Easy vegan lentil-walnut bolognese with a perfect minced meat-alike texture and all the flavors you love in the traditional recipe.
For the bolognese:
- 3 Tablespoons olive oil
- 1 yellow onion, minced
- 3 garlic cloves, minced
- 2 sticks celery, chopped
- 2 small carrots, chopped
- 1/2 cup (40g) mushrooms, chopped
- 1/2 cup (65g) walnuts, crushed
- 1 Tablespoon dried oregano
- 1/2 cup (120 ml) red wine
- 1/2 cup (100g) uncooked beluga lentils* or puys
- 1 1/2 cup (ml) vegetable stock
- 6 cups (800g) canned crushed tomato
- Sea salt and fresh black pepper
- Pasta of your choice
- Ricotta cheese (or almond ricotta for vegan version)
- Freshly ground pepper
- Olive oil
- Fresh basil
- Heat olive oil in a heavy pot.

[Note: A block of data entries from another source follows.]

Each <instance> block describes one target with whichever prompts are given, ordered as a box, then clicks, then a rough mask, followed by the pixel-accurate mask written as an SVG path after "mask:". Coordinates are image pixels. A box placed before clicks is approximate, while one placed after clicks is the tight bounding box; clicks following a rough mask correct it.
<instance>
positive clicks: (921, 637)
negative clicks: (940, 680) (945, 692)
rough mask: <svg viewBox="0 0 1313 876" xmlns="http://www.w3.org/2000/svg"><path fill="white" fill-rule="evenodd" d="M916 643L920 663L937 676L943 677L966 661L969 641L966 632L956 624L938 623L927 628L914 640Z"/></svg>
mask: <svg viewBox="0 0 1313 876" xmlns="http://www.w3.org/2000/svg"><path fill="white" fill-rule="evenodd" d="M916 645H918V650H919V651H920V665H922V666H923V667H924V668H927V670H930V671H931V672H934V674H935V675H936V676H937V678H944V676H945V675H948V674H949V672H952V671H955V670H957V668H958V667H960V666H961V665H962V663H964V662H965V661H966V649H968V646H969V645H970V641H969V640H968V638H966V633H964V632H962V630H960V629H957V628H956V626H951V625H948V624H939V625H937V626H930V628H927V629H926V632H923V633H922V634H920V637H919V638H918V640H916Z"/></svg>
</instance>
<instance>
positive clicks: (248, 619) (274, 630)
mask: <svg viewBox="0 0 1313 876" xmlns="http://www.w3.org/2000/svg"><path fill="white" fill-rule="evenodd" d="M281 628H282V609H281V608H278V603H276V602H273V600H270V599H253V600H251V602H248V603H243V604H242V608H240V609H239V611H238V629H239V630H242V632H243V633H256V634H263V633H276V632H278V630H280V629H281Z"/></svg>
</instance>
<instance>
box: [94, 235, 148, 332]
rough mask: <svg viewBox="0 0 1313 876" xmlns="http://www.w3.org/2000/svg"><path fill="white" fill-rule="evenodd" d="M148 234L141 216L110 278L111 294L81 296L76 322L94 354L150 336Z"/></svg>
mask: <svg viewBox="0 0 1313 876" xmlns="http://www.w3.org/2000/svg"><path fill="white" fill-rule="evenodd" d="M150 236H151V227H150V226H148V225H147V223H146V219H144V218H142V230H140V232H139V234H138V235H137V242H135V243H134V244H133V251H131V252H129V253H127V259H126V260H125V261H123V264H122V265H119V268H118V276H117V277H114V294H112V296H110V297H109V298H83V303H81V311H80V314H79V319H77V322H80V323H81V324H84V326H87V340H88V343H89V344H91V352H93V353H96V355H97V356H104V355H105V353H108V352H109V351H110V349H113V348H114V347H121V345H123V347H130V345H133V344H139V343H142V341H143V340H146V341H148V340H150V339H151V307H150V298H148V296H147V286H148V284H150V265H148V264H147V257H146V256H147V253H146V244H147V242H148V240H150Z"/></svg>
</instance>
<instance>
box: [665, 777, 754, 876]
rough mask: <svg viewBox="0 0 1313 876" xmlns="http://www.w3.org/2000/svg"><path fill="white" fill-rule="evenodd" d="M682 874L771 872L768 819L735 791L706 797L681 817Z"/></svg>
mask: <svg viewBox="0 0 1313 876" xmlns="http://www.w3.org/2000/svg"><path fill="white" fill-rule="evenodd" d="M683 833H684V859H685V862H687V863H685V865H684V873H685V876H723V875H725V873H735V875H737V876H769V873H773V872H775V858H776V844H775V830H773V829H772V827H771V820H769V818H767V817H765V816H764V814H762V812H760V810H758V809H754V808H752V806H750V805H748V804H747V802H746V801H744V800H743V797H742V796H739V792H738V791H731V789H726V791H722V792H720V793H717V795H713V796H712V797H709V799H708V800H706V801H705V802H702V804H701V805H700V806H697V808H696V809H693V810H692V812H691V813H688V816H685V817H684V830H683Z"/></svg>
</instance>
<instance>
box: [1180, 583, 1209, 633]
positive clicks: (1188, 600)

Once hot, add onion, garlic, and sauté for a few minutes or until soft and translucent, stirring regularly.
- Meanwhile, pulse walnuts in a food processor until crushed.
- Add other vegetables (chopped carrots, celery, mushrooms) to the pan, crushed walnuts, dried herbs and let soften for a few minutes.
- Pour the red wine and cook until the alcohol evaporates. Add lentils, half of the vegetable stock, crushed tomatoes, and season with salt and pepper. Bring to a boil, reduce the heat and let simmer for about 30 minutes, or until the lentils are cooked, stirring from time to time as not to burn the base of the sauce. Add the remaining stock or water, little by little, to loosen the sauce whenever it is looking dry. Taste and adjust spices to your preference.
- Cook pasta of choice and serve with the bolognese, (vegan) ricotta cheese, fresh black pepper and a drizzle of oil.
* Beluga lentils are large, plump black lentils that are available in specialty gourmet stores. They have a delicate flavor and a slightly firmer texture than small, green French lentils (puys).